As Helen lay in bed, however, listening hour by hour to the chime of the clocks of many neighboring steeples, she was haunted by a fear that the man by her side would not be able to carry on through the day. One stroke of a razor while he shaved, one step in front of an electric train, what could be simpler? His controls were yielding. Of that fact there were many indications. The question was, could he now outlast this all-important day?
Many times she had urged him to take a bromide, but he had not done so. Such things were likely to prove worse than futile. Death was the penalty he inevitably would have to pay; and his mind and will were at one in that, so far as his soul’s welfare was concerned, it was best that death came to him through his instincts working in a natural and unfettered way.
“If one bedevils oneself,” he argued, “with drugs and potions one may lose control of one’s reason altogether. And that will mean a state of aphasia compared with which death is more than kind. Hell is a mental condition. And there is none to equal that of the man who longs for death and yet has not the nerve to ensue it.”
Helen had felt bound to respect this attitude of mind. But dressing now in the wintry dawn of Friday, the question that harrowed her was, Could unaided nature hold him to his course for another four-and-twenty hours?
Immediately their pretense at breakfast was over, they went to a church close by. Here they stayed nearly three hours. And when they emerged from its precincts into the December gloom, they felt far down in their hearts that at the back of everything was still a Friend who was surely helping them to keep their sanity.
As evidence of this strength that had been given them both were able to take a little food.

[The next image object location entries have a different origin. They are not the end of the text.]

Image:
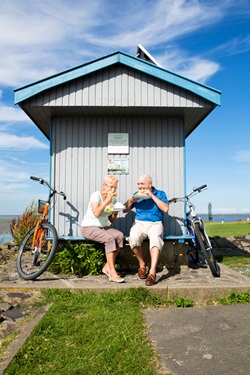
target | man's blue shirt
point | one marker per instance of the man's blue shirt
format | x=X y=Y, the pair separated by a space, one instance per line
x=147 y=209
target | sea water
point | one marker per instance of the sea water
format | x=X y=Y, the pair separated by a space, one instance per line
x=6 y=237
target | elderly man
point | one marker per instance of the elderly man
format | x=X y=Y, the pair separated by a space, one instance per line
x=150 y=205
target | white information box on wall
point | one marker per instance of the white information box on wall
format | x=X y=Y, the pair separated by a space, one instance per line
x=118 y=143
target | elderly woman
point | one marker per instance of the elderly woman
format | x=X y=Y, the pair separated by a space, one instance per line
x=96 y=225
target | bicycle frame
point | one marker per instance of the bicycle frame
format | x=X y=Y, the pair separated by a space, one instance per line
x=40 y=236
x=39 y=245
x=196 y=228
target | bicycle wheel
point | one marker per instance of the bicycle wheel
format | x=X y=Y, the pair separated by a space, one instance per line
x=193 y=253
x=32 y=263
x=207 y=250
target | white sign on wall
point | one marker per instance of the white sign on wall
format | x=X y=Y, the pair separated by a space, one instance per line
x=118 y=143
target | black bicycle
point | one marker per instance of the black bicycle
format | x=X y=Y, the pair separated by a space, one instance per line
x=38 y=247
x=200 y=241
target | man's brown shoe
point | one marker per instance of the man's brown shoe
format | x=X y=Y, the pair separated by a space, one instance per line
x=142 y=273
x=151 y=279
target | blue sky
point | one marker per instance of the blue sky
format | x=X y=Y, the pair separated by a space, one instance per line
x=207 y=41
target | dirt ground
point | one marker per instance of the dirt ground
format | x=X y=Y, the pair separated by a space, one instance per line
x=5 y=227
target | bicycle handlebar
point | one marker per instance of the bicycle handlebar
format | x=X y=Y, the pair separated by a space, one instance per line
x=42 y=181
x=195 y=190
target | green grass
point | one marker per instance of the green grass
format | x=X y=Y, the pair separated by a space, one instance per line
x=90 y=333
x=97 y=333
x=234 y=261
x=237 y=228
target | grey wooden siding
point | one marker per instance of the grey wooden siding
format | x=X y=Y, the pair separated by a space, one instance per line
x=118 y=86
x=79 y=163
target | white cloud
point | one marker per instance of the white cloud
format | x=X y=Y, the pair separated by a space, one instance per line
x=38 y=39
x=11 y=114
x=13 y=142
x=242 y=156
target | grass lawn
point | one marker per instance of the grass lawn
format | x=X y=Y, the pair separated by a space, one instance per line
x=94 y=333
x=90 y=333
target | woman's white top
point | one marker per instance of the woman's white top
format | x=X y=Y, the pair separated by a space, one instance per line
x=90 y=219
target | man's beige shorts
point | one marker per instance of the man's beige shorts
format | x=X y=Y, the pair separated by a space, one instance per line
x=146 y=229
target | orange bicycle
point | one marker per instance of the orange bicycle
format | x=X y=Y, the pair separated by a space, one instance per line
x=40 y=243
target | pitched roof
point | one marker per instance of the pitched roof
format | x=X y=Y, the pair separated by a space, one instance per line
x=206 y=92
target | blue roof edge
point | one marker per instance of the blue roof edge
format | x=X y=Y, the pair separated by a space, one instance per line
x=27 y=91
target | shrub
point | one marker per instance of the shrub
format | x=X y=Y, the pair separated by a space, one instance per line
x=19 y=227
x=78 y=258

And then for Helen came the facing of the grim problem—How did John propose to spend the afternoon?
She had hoped that he would go down to the House of Commons. But as soon as luncheon was at an end he retired to the room in which he worked. An hour passed and yet he made no sign of going out. Presently the clock struck three; and Helen, no longer able to bear the suspense, came in and found him sitting apathetically at his table, not attempting to write or to read.
Her instinct for the practical showed her now the paramount need of making up his mind for him. She determined to take a strong line.